Dossier art : les assurances pour les musées publics et privés

    La France compte plus de 1 000 musées privés et publics répartis sur son territoire. Un patrimoine culturel important et presque inestimable qu’une poignée d’assureurs très spécialisés se partagent un France.

    Que ce soit pour un grand musée parisien ou le musée d’une petite bourgade, les garanties restent globalement les mêmes. La différence se fait principalement sur les montants à couvrir. Les contrats proposent généralement des assurances « tous risques sauf » et la garantie clou à clou qui s’appliquent, entre autres, au transport des œuvres et au montage et au démontage des expositions. La garantie clou à clou s’exerce également dans le cas du prêt d’œuvres d’un musée étranger à un musée français et inversement.

    En outre, la plupart des assureurs spécialisés incluent la prise en charge de la restauration d’un tableau ou d’une sculpture, ainsi que la garantie dépréciation dans leurs garanties de base. Ainsi, une œuvre qui vaut 10 000 euros. Si elle doit être restaurée après un sinistre (vandalisme, dégâts des eaux…), elle risque de voir sa valeur se déprécier, à 8 000 euros par exemple. Le coût de la remise en état et les 2 000 euros de différence sont couverts par les assurances.

    Toutes ces garanties peuvent être contractées à l’année ou temporairement dans le cadre d’évènements ponctuels. A la différence des professionnels de l’art, des franchises sont très rarement prévues dans les contrats passés avec des musées privés ou des musées publics.

    Les procédures particulières des musées publics

    En contrepartie, les assureurs peuvent parfois poser leurs conditions quant aux normes de sécurité qui entourent les œuvres. « Récemment, j’ai été sollicité pour l’assurance d’une exposition d’œuvres d’art en plein air. Je me suis rendu sur place afin d’appréhender le risque de manière plus concrète et échanger avec les parties prenantes de l’exposition. Les discussions, notamment avec le directeur du musée, ont été très constructives. Nous avons pu aborder des questions liées à la sécurité des œuvres et à la gestion des risques relatifs aux expositions en extérieur.

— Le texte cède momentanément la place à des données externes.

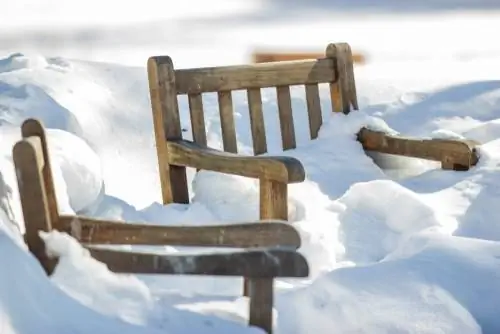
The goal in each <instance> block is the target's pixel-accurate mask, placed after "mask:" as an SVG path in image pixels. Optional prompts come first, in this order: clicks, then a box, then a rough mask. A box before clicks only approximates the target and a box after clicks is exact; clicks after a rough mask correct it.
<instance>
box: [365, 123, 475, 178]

Mon expérience et ma vision en tant qu’assureur a permis de convenir de mesures dont certaines n’avaient pas été préalablement considérées, comme notamment la mise en place d’une ‘mise à distance’ pour éviter que le public ne touche ou n’abime les œuvres » explique Charles-Henri Pavie, experts produits Fine Art chez Hiscox. De même, les assureurs peuvent conseiller les directeur de musées sur le positionnement des caméras de surveillance.

    Pour les musées publics, le choix d’un assureur se fait différemment que pour les musées privés. Les autorités à la tête de ces établissements se doivent de respecter les procédures inscrites dans le code des marchés publics pour sélectionner un assureur. Elles ont ainsi l’obligation de passer par un système d’appels d’offre. Prenons l’exemple d’une mairie qui souhaiterait faire assurer la collection permanente de son musée d’art moderne. Elle établit un cahier des charges auquel sont tenus de se soumettre les prestataires en lice pour décrocher le contrat.

    Ces derniers envoient deux enveloppes au bureau du maire. Dans la première sont résumées toutes les caractéristiques juridiques garantissant que la société candidate est bien autorisée à vendre des produits d’assurance. Dans la seconde, se trouvent toutes les réponses techniques au cahier des charges établi par la mairie. C’est ensuite au maire de trancher en se basant sur les primes ou les franchises appliquées par les différents candidats ou encore sur la pertinence des solutions apportées par les assureurs.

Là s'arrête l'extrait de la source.